Phlegmacium caesiocolor

Scientific classification
- Kingdom: Fungi
- Division: Basidiomycota
- Class: Agaricomycetes
- Order: Agaricales
- Family: Cortinariaceae
- Genus: Phlegmacium
- Species: P. caesiocolor
- Binomial name: Phlegmacium caesiocolor (Kytöv., Liimat. & Niskanen) Niskanen & Liimat. (2022)
- Synonyms: Cortinarius caesiocolor Kytöv., Liimat. & Niskanen (2014);

= Phlegmacium caesiocolor =

- Authority: (Kytöv., Liimat. & Niskanen) Niskanen & Liimat. (2022)
- Synonyms: Cortinarius caesiocolor

Species of fungus

Phlegmacium caesiocolor is a species of mushroom-forming fungus in the family Cortinariaceae. First described in 2014 as Cortinarius caesiocolor, it was later reclassified in 2022 based on molecular data. The specific name caesiocolor refers to the distinctive bluish-violet to violet-brown colouration of its cap, which measures 5–9 cm in width. The mushroom features closely spaced gills that change from pale greyish-brown with bluish tints to pale brown as they mature, and a whitish stem with subtle bluish tints. Its flesh displays blue colouration throughout or in patches, particularly near the gills, and turns yellow when treated with potassium hydroxide solution.
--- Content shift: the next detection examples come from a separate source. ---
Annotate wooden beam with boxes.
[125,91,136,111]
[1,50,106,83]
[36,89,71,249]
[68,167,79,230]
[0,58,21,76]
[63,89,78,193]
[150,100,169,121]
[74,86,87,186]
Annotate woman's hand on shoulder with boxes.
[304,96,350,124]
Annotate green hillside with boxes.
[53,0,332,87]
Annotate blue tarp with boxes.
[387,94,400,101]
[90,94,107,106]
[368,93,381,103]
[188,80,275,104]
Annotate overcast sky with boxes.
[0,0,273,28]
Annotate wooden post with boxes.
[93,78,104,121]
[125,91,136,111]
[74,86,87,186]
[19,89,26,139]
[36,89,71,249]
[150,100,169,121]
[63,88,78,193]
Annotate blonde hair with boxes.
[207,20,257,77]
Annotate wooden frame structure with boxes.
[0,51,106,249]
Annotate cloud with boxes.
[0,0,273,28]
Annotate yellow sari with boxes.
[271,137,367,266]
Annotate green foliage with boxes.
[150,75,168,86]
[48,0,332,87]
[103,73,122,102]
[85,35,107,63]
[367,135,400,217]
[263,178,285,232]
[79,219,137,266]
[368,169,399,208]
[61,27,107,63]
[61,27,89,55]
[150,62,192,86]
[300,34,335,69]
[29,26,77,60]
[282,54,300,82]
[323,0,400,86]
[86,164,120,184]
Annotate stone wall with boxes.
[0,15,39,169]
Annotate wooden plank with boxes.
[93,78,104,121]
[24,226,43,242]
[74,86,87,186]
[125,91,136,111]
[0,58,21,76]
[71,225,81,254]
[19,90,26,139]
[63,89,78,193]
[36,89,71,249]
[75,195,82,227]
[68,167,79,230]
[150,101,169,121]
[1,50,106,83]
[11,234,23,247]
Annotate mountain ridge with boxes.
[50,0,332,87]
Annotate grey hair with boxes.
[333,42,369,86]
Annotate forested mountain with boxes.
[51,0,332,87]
This fungus is found in southern Finland, where it grows in deciduous forests, along roadsides, and in parks, typically associated with oak, poplar, and hazel trees on calcareous soil.

==Taxonomy==

The fungus was originally described in 2014 by the mycologists Ilkka Kytövuori, Kare Liimatainen and Tuula Niskanen, who classified it as Cortinarius caesiocolor. The specific epithet refers to the bluish-violet colour of the cap. The holotype specimen was collected in Finland, in the Tamminiemi area of Jalassaari, Lohja, within the Uusimaa region. It was found on 27 August 2000, by I. Kytövuori (collection number 00-029) growing by a track on calcareous soil in a mixed deciduous forest containing birch (Betula), aspen (Populus tremula), oak (Quercus), hazel (Corylus), and goat willow (Salix caprea). The holotype is housed at the University of Helsinki herbarium (H). It was placed in the (subgenus Phlegmacium) of the large mushroom genus Cortinarius.

In 2022 the species was transferred from Cortinarius and reclassified as Phlegmacium caesiocolor based on molecular data.

==Description==

The cap (pileus) of Phlegmacium caesiocolor measures 5–9 cm in width and develops from hemispherical to convex, eventually becoming flattened-convex. It has a slightly sticky surface with natural fibrous patterns that become more pronounced toward the margin. The cap displays a bluish-violet to violet-brown colouration. The gills (lamellae) are notched where they meet the stem, closely spaced, and undergo a colour transformation from pale greyish-brown with bluish tints when young to pale brown or brown as they mature.

The stem (stipe) is 6–10 cm long, measuring 1–2 cm thick at its top and widening to 2–3.5 cm at its base, giving it a club-like shape. It appears primarily whitish with subtle bluish tints at the apex. The universal veil (the protective tissue covering the immature fruiting body) is initially pale blue before transforming to brown, and is present in sparse amounts.

The flesh (context) displays blue colouration throughout or may be partially whitish while maintaining blue areas near the gills. The fungus has no distinctive odour. When potassium hydroxide (KOH) solution is applied to the flesh, it produces a yellow reaction. Dried herbarium specimens (Latin: specimina exsiccata) appear pale greyish-brown to violet-brown in the cap region, with the stem showing pale greyish-brown colouration that darkens to brown at the base.

Microscopically, the spores measure approximately 9.9 micrometre (μm) in length by 5.8 μm in width, with a ratio of length to width averaging 1.70. They have a weakly lemon-shaped appearance, sometimes featuring a slight depression on the side facing the attachment point. The spores are dark-coloured, moderately reactive with Melzer's reagent (dextrinoid), and distinctly warty with interconnected surface projections. The spore-producing cells (basidia) measure 30–41 μm by 7.5–9.0 μm, are club-shaped with four spores each, and contain reddish-brown pigmentation often with red particles.

The cap's outer layer (pileipellis) consists of a weakly gelatinous upper section with narrow hyphae (fungal filaments) measuring 2–4 μm wide, showing spiral surface decorations but generally lacking large reddish-brown particles. The lower hyphae are wider, measuring up to 8 μm, and contain small brown granular structures.

==Habitat and distribution==

Phlegmacium caesiocolor is found in southern Finland, where it grows with oak, poplar, and hazel in deciduous forests, roadsides, and parks. P. chromataphilum is a sister species.